A Better WS2812 Control Library for TI Launchpad

     I'm writing a control library that lets me control 16 strings of WS2812 smart LEDs using a single TI TM4C123 Launchpad MCU. If a 16MHz Arduino can handle it, an 80MHz ARM Cortex M4 should have no problem. And it doesn't, but the first demo code I wrote was atrocious, so I wanted to put some thought into how to improve it. On my original Arduino controller, I just used a modified version of Adafruit's Neopixel library and wrote to 16 strings of 16 lights each in series. However, if I want to do visualizations more complex than falling raindrops or twinkling stars, I need to have CPU time available for that. Writing 24bits*16LEDs*16strings*60fps at 800kHz means 50% of my CPU time is used just writing to the LEDs. Unacceptable. I need a way to multithread the control functions or create a function that writes to multiple strings in parallel.

     My first idea was to make a full RTOS, with each string operating as a separate task.
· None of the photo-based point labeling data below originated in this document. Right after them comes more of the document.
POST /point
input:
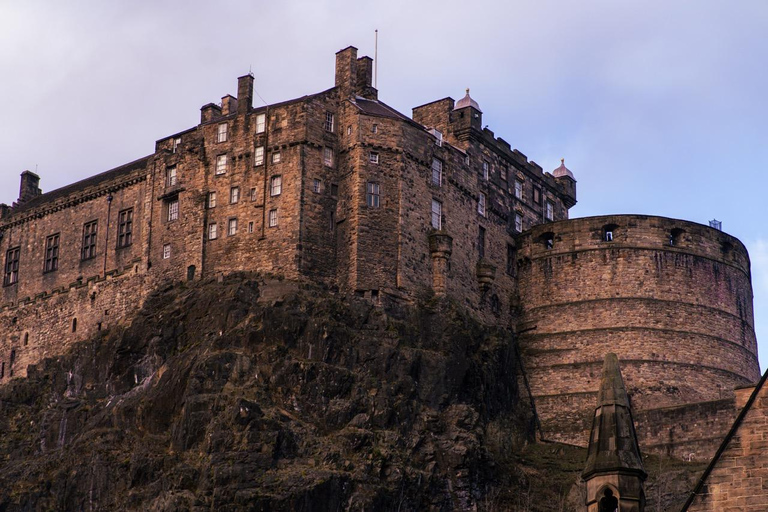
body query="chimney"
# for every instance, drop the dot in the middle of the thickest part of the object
(244, 93)
(228, 105)
(209, 112)
(365, 78)
(346, 70)
(29, 188)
This seemed like extreme overkill. Logically, all 16 strings would have the same priority, and considering I have to modulate the IO pins at a resolution of 0.35+-0.15μs, there's not a lot of time to switch between threads in between pin switches. It makes a lot more sense to just write one big, ugly function with preplanned, overlapping, deterministic timing.

     I figured the easiest way to manage sub-μs timing would be to just create a timer that interrupts at the desired 800MHz and writes the next set of bits for several strings at once. We could store the codes to be written in a global variable array, have the timer handler read and transmit the next bit for as many strings/pins as it can handle, and then return. Doing some basic math, it takes two CPU cycles to flip a pin, which means we can't flip all sixteen pins in less than 0.35μs if we flip them in series. We could flip them all at the same time, but that would require some thought. We could create a mask that told us which pins to flip for each cycle. Too much work. We can't flip sixteen bits in series, but we can do eight, and that would allow us to write to all sixteen strings in the time required to write to two in sequence. That'll work.

     Additionally, since we want the framerate to be consistent, we can automate that using a timer as well. We'll create a second timer that interrupts every 60th of a second and sets the write flag. So then, all the main function has to do is update the image stored in shared memory. Writing to the shared memory should be uninterruptible, so we're not displaying two halves of two different images.

     So here's the plan, in pseudocode:
// timer1 is set to 800kHz, LED write frequency
// every timer tick, write 8 pins high, see what the polarity of each pin is
// supposed to be for this bit, increment counter, then write them low when
// their respective times are reached. Repeat for second group of 8.
timer1_handler() {
if(counter1 > 0) {
write all group 1 GPIOs high;
counter1--;
create mask to write zero pins low;
wait zero_pulse delay time;
write zero pins back low;
wait remaining one_pulse delay time;
write all group 1 GPIOs low;
}
else if(counter2 > 0) {
same as for group 1;
}
}

// timer2 is set to 60Hz, and only resets the timer 1 counters
timer2_handler() {
    counter1 = 24;
    counter2 = 24;
}

     This is good. I like this. Let's see how it works.